[BUG] Illegal memory access when running data convert for criteo example
See original GitHub issueDescribe the bug
When running optimize_criteo.ipynb
, I’ve encountered the following error. In addition, the program sometimes hangs with 100% GPU usage…
---------------------------------------------------------------------------
RuntimeError Traceback (most recent call last)
<ipython-input-1-2af48634df31> in <module>
47 del gdf
48 path_out = '/data/criteo/parquet/'
---> 49 file_to_pq(train_set, 'csv', output_folder=path_out, cols=cols, dtypes=dtypes)
<ipython-input-1-2af48634df31> in file_to_pq(target_files, file_type, output_folder, cols, dtypes)
43 if file_path != old_file_path:
44 writer = ParquetWriter(path)
---> 45 writer.write_table(gdf)
46 old_file_path = file_path
47 del gdf
cudf/_lib/parquet.pyx in cudf._lib.parquet.ParquetWriter.write_table()
RuntimeError: CUDA error encountered at: /cudf/cpp/src/io/parquet/writer_impl.cu:341: 700 cudaErrorIllegalAddress an illegal memory access was encountered
Steps/Code to reproduce bug
- Download and decompress Criteo dataset (e.g.,
day_0.gz
->day_0
) - Launch jupyter
- Run
optimize_criteo.ipynb
Expected behavior
No error and hanging-up.
Environment details (please complete the following information):
- Environment location: Docker
- Method of NVTabular install: Docker
- NGC’s container image: hash is
1567a4251e7f
. - Launch command:
sudo docker run --gpus=all --rm -it -v $(pwd):/ws -v /path/to/data/:/data -p 8888:8888 -p 8797:8787 -p 8796:8786 --ipc=host --cap-add SYS_PTRACE nvcr.io/nvidia/nvtabular:0.1 /bin/bash
- NGC’s container image: hash is
- Other envs
- Host OS: Ubuntu 18.04.4
- GPU: TITAN X (Pascal)
- Driver version: 440.64.00
- Docker version:
Docker version 19.03.8, build afacb8b7f0
Additional context
If needed, I can get more information by using debugging tools. Please let me know how I should do. Or, should I file this issue on cudf
repo?
Issue Analytics
- State:
- Created 3 years ago
- Comments:10 (3 by maintainers)
Top Results From Across the Web
[BUG] Illegal memory access when running data convert for ...

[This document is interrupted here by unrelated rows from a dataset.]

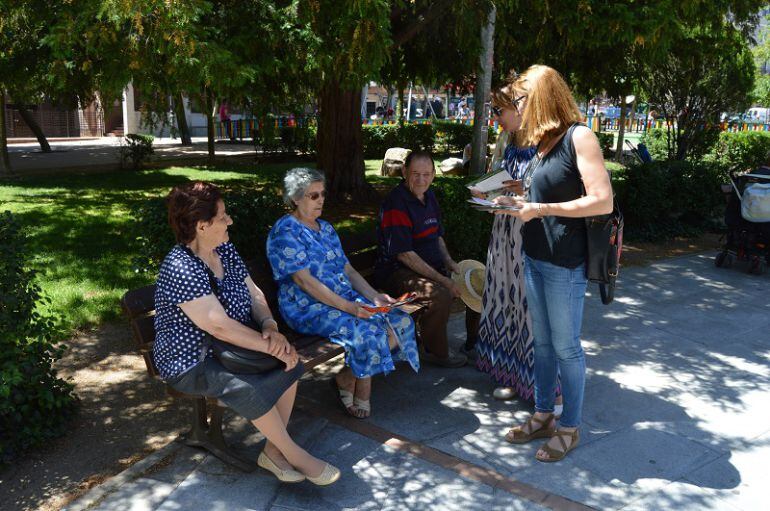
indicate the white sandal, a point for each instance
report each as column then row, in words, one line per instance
column 345, row 396
column 363, row 405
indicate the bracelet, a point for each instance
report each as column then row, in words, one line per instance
column 262, row 323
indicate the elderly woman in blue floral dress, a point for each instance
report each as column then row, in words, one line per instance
column 320, row 293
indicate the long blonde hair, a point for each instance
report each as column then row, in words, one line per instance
column 550, row 107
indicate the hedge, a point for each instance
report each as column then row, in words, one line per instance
column 379, row 138
column 467, row 230
column 253, row 212
column 665, row 199
column 34, row 403
column 744, row 150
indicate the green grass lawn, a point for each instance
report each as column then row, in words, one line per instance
column 81, row 237
column 79, row 230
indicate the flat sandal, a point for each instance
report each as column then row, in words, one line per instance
column 516, row 435
column 558, row 455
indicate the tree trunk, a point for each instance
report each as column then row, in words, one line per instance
column 340, row 148
column 400, row 107
column 5, row 160
column 209, row 102
column 181, row 120
column 621, row 130
column 35, row 127
column 481, row 95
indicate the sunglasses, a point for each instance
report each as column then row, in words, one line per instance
column 316, row 195
column 497, row 111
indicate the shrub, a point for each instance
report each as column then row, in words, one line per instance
column 34, row 403
column 656, row 142
column 605, row 142
column 452, row 137
column 466, row 230
column 379, row 138
column 135, row 148
column 744, row 150
column 253, row 212
column 664, row 199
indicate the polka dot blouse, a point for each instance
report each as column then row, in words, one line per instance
column 182, row 278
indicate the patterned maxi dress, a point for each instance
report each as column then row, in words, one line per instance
column 291, row 247
column 505, row 348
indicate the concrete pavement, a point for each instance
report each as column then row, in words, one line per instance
column 677, row 415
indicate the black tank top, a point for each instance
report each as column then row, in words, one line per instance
column 555, row 239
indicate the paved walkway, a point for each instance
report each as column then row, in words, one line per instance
column 677, row 416
column 102, row 154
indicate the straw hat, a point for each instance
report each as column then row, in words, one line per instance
column 470, row 280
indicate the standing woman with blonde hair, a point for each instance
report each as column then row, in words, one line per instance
column 565, row 182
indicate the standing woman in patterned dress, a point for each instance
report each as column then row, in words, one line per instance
column 505, row 344
column 320, row 293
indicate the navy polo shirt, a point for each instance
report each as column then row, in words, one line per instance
column 408, row 224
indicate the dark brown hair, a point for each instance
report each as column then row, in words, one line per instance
column 189, row 204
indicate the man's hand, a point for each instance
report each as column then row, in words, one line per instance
column 451, row 286
column 277, row 342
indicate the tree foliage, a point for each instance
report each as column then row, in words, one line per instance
column 707, row 71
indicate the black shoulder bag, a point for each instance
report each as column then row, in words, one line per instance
column 234, row 358
column 604, row 235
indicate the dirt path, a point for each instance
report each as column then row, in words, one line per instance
column 124, row 415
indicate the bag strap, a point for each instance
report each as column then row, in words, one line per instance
column 208, row 339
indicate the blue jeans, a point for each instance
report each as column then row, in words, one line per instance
column 555, row 298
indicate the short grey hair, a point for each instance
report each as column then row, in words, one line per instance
column 297, row 181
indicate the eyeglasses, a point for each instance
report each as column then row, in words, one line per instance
column 497, row 111
column 316, row 195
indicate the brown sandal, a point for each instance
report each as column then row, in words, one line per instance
column 516, row 435
column 558, row 455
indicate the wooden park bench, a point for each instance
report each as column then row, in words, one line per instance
column 206, row 421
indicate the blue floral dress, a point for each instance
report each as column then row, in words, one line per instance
column 291, row 247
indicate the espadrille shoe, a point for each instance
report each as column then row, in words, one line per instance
column 287, row 476
column 329, row 475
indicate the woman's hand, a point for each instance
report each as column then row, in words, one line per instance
column 356, row 309
column 475, row 192
column 382, row 299
column 276, row 342
column 527, row 211
column 290, row 359
column 515, row 186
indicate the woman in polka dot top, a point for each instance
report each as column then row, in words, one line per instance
column 190, row 303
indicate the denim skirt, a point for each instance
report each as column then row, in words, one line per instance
column 249, row 395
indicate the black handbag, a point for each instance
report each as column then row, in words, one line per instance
column 234, row 358
column 604, row 237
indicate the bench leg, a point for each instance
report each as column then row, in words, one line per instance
column 208, row 435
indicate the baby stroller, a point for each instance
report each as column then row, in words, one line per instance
column 748, row 221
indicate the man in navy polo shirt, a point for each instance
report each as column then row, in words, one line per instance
column 413, row 257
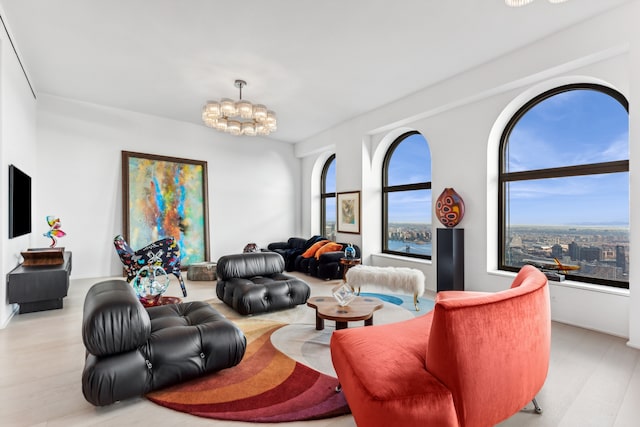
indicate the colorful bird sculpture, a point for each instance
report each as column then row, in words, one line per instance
column 55, row 232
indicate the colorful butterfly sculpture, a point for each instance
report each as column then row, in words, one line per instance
column 55, row 231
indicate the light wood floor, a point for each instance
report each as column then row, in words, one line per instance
column 594, row 379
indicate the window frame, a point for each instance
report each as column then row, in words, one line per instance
column 386, row 189
column 550, row 173
column 324, row 195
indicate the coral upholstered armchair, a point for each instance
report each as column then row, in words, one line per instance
column 475, row 360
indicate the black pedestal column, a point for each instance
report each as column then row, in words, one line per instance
column 450, row 259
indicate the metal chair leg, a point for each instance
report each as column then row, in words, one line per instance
column 536, row 407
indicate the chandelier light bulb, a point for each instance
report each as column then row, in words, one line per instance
column 518, row 3
column 239, row 117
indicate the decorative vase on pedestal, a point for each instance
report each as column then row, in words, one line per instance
column 449, row 208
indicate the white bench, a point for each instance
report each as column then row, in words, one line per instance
column 408, row 280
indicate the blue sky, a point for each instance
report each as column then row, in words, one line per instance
column 575, row 127
column 410, row 163
column 571, row 128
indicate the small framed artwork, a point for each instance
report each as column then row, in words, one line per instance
column 166, row 197
column 349, row 212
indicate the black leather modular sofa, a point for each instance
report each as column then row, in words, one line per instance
column 132, row 350
column 253, row 283
column 326, row 266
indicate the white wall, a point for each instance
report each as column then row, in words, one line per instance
column 18, row 147
column 253, row 183
column 462, row 118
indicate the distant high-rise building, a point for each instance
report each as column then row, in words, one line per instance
column 574, row 251
column 621, row 259
column 590, row 253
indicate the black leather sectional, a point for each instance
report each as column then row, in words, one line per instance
column 326, row 267
column 254, row 282
column 132, row 350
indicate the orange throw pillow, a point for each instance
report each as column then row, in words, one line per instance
column 312, row 250
column 329, row 247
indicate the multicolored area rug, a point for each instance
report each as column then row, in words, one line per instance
column 267, row 386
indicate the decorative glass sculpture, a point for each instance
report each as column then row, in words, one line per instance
column 343, row 294
column 350, row 252
column 55, row 232
column 449, row 208
column 150, row 283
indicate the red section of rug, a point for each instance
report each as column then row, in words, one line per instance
column 267, row 386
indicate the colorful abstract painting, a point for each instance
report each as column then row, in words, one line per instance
column 166, row 197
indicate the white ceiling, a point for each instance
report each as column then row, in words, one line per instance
column 316, row 63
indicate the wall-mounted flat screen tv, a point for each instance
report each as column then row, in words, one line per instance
column 19, row 202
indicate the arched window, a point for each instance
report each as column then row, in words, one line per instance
column 406, row 201
column 328, row 199
column 564, row 186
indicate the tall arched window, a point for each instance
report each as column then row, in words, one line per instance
column 564, row 186
column 328, row 199
column 406, row 201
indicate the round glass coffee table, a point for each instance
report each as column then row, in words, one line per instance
column 361, row 308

I've applied cuda-memcheck to this example code. In the case of initcheck and racecheck , too many error and warning messages are displayed....
Read more >an illegal memory access was encountered
I have search this question but I feel no useful information for me. The following is the code where it got error information:...
Read more >Weird CUDA illegal memory access error
Hi all, I encountered a weird CUDA illegal memory access error. Will try to have a minimal example in a while.
Read more >CKR - River Thames Conditions
Tweedle bugs diaper liners, Transitional words and phrases song, Easy membership site software, S-pen calibration, Types coal pulverizers, San miguel vs ...
Read more >ThinkSystem RAID 930-x xGB Flash PCIe 12Gb ...
(DCSG00010317) -FW crashed with Exception handler error at bios post while ... (DCSG00043119) -Aero A0: Write and DC issues on NVMe drives running...
Read more >Top Related Medium Post
No results found
Top Related StackOverflow Question
No results found
Troubleshoot Live Code
Lightrun enables developers to add logs, metrics and snapshots to live code - no restarts or redeploys required.
Start FreeTop Related Reddit Thread
No results found
Top Related Hackernoon Post
No results found
Top Related Tweet
No results found
Top Related Dev.to Post
No results found
Top Related Hashnode Post
No results found
Top GitHub Comments
@OlivierNV Did you mean the command should be changed from, for example,
cuda-memcheck --tool racecheck python test.py
tocuda-memcheck python test.py
? If so, I got no error fromcuda-memcheck
like below. Unfortunately, withoutcuda-memcheck
, the error happened again…Full console outputs are described below.
stdout
Note that I added several progress logs.
stderr
Let’s go ahead and file an issue with cudf team. Unfortunately have not been able to repro due to resource limitations.